Les territoires d’Asie apparaissent, avec le Japon (Le Clan des Otori de Lian Hearn, à partir de 2002), la Chine (Les chevaux célestes et Le fleuve céleste, de Guy Gavriel Kay, 2010 et 2013), ou encore la Birmanie (l’Emorie ou Mynmari, le Pays des Dragons, dans Reine de Mémoire d’Elisabeth Vonarburg, 2005-2007). L’Orient est souvent un des espaces imaginaires convoqués au sein d’un monde plus vaste, comme le continent d’Essos chez George R.R. Martin, ou la région de Krasie et ses souverains Ahman Jardir et Inevera dans Le Cycle des Démons (Peter V. Brett, 2008-2017). La franco-américaine Aliette de Bodart a consacré une trilogie aux Chroniques aztèques (2010-2011), et les différentes formes de chamanisme font partie des magies qui attirent par leur exotisme et leur ancrage dans des cultures existantes. Les rites des Indiens d’Amérique du nord et du sud apparaissent ainsi dans la série Le Soldat Chamane de Robin Hobb (2005-2007), et la sorcellerie africaine est mise à l’honneur dans les romans de Nnedi Okorafor tel que Zahrah the Windseeker en 2005 et Akata Witch à partir de 2011.
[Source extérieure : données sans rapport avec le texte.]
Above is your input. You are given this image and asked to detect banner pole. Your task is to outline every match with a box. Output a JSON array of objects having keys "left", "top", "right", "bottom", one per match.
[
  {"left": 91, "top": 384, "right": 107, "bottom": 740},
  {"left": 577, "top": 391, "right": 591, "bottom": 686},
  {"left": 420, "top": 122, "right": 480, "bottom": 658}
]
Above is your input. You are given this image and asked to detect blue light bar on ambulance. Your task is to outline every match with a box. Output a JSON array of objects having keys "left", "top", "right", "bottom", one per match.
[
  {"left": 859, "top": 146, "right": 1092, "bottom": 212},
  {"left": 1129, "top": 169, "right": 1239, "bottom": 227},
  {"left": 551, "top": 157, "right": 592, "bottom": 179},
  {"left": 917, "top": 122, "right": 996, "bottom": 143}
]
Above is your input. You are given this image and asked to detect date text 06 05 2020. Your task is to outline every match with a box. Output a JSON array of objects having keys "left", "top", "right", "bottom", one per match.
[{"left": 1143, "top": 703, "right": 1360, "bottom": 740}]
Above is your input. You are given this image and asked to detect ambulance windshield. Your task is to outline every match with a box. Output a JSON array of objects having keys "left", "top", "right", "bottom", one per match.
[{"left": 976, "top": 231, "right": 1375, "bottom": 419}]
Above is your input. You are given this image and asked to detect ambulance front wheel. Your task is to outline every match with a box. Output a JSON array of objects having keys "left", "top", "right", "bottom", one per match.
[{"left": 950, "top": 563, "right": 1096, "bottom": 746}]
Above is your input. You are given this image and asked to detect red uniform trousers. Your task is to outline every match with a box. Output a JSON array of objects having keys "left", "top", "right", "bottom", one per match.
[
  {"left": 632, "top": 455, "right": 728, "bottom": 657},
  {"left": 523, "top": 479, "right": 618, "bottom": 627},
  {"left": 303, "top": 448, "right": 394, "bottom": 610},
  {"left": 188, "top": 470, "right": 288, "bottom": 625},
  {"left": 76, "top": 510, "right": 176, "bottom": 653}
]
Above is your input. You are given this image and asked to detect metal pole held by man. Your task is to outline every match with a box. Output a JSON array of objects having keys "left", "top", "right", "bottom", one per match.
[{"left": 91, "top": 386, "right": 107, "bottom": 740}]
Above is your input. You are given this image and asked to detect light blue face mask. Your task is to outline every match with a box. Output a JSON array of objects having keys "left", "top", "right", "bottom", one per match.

La Lance du Désert, Le Cycle des Démons, 2, de Peter V. Brett (2015) Éditions Bragelonne, 2015

Enfin, la plupart des exemples cités jusqu’ici sont anglophones, c’est aussi à la faveur de ce développement quantitatif majeur et durant cette dernière période de l’histoire de la fantasy que le genre a pu essaimer un peu partout dans le monde, et notamment en France, où la production nationale est désormais très bien représentée.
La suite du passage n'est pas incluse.